“Um não sei quê, que nasce não sei onde,/Vem não sei como, e dói não sei porquê.” Luís de Camões

"Na dor lida sentem bem,/Não as duas que êle teve,/Mas só a que êles não têm." Fernando Pessoa

"Lividos astros,/Soidões lacustres.../Lemes e mastros.../E os alabastros/Dos balaustres!" Camilo Pessanha

"E eu estou feliz ainda./Mas faz-se tarde/e sei que é tempo de continuar." Helder Macedo

"Conchas, pedrinhas, pedacinhos de ossos..." Camilo Pessanha

“Vem, vagamente,/Vem, levemente,/Vem sozinha, solene, com as mãos caídas/Ao teu lado, vem” Álvaro de Campos

"Chove nela graça tanta/que dá graça à fermosura;/vai fermosa, e não segura." Luís de Camões

domingo, 10 de junho de 2012

Bom tema, bom filme

          Depois de "Contágio"/"Contagion" (2011), um grande filme, Steven Soderbergh regressa aos pequenos filmes com "Uma Traição Fatal"/"Haywire", do mesmo ano. Pequeno filme é, obviamente, uma maneira de dizer, pois este é apenas mais um daqueles filmes em que o cineasta se permite dar livre curso à sua imaginação e à sua criatividade, sem outro compromisso que o de fazer livremente e bem feito algo que se sente e percebe lhe dá um gosto especial. "Confissões de uma Namorada de Serviço"/"The Girlfriend Experience" (2009), feito no mesmo sistema, deixara excelente impressão.   
                      
           "Uma Traição Fatal" começa por ser um filme sobre um bom tema, a traição, que é tratado no meio da espionagem americana de uma forma muito hábil e feliz, em termos cinematográficos, como filme de acção. Numa primeira parte construída em flash back, de grande inteligência e com grande dinamismo, o filme descreve, através da narrativa de Mallory Kane/Gina Carano, o percurso que a levou primeiro a Barcelona, depois a Dublin, onde fora traída por aquele que era suposto acompanhar nessa missão, Paul/Michael Fassbender, a mando, porém, do ex-marido e chefe dela, Kenneth/Ewan McGregor. Na sombra movem-se figuras de chefia da "empresa", Coblenz/Michael Douglas e Rodrigo/Antonio Banderas, de modo que Mallory não sabe em quem mais confiar a não ser no seu pai, John Kane/Bill Paxton, com o qual vai ter ao Novo México depois de ter sido perseguida e presa pela polícia. Em casa do pai Kenneth a procura com os seus homens e ela vai poder defender-se e exercer a sua vingança ante-final. Essa parte final abandona o flash back dela e vai socorrer-se de flashes de outras personagens, o que vai permitir a mudança de narrador sem, contudo, alterar o estilo do filme nem abrandar o seu ritmo ou a construção elíptica que ele tem desde o início.
                     Haywire       
          Liberta-se deste filme uma grande energia, que é contagiosa mas não faz nunca esquecer o que está em causa na narrativa.
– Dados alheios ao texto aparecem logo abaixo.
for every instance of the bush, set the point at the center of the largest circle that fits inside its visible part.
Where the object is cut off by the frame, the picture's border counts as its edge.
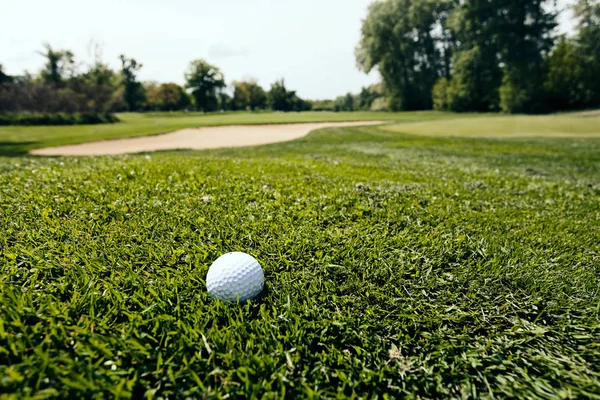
(33, 118)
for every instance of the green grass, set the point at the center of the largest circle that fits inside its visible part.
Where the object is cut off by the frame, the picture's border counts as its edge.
(416, 266)
(560, 125)
(18, 140)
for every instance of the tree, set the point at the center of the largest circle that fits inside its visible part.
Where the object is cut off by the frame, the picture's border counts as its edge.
(168, 97)
(345, 103)
(133, 91)
(60, 65)
(368, 95)
(248, 95)
(406, 41)
(587, 12)
(280, 99)
(205, 81)
(4, 78)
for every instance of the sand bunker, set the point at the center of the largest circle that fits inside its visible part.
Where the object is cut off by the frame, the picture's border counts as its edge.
(197, 139)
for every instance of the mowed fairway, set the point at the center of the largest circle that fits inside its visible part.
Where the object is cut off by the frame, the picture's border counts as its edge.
(18, 140)
(420, 266)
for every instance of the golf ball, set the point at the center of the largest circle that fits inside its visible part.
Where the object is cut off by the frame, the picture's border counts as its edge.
(233, 276)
A um grande tema corresponde, assim, um grande filme de acção, com largo recurso às artes marciais (em que a actriz Gina Carano é mesmo especialista), cuja energia é tonificante e cujos meandros não ferem a inteligência do espectador, antes a estimulamNão há tempo para respirar, para pensar muito, para pôr grandes questões, já que tudo é veloz, fulgurante e explica-se por si mesmo. Deste modo, o que poderia ser mais uma banal história de espionagem torna-se num filme empolgante e comovedor, em que a protagonista acaba por encontrar os apoios necessários para chegar onde quer: proteger-se e vingar-se de quem a traiu.  
          A traição é sempre um bom tema dramático, especialmente num bom filme de acção como "Uma Traição Fatal" é, sem pretender ser outra coisa. O falso marido morre no quarta do hotel, em Dublin, literalmente entre as pernas de Mallory e o verdadeiro ex-marido é deixado por esta mulher de armas à força das marés, depois de um outro agente, livre de suspeitas, morrer ao lado dela. Tudo simples e directo, explicando-se por si mesmo em termos eminentemente visuais. A catarse é exercida e o final elíptico, muito claro, só escassamente é deixado em suspenso.
                     HAYWIRE
          Aqui está intacto o melhor do grande talento de um grande cineasta num "pequeno filme sem importância", experimental e fascinante, em que ele volta a assumir pessoalmente a responsabilidade pela direcção da fotografia e também pela montagem (sob pseudónimos). Sempre a abrir, pelo simples gosto do cinema.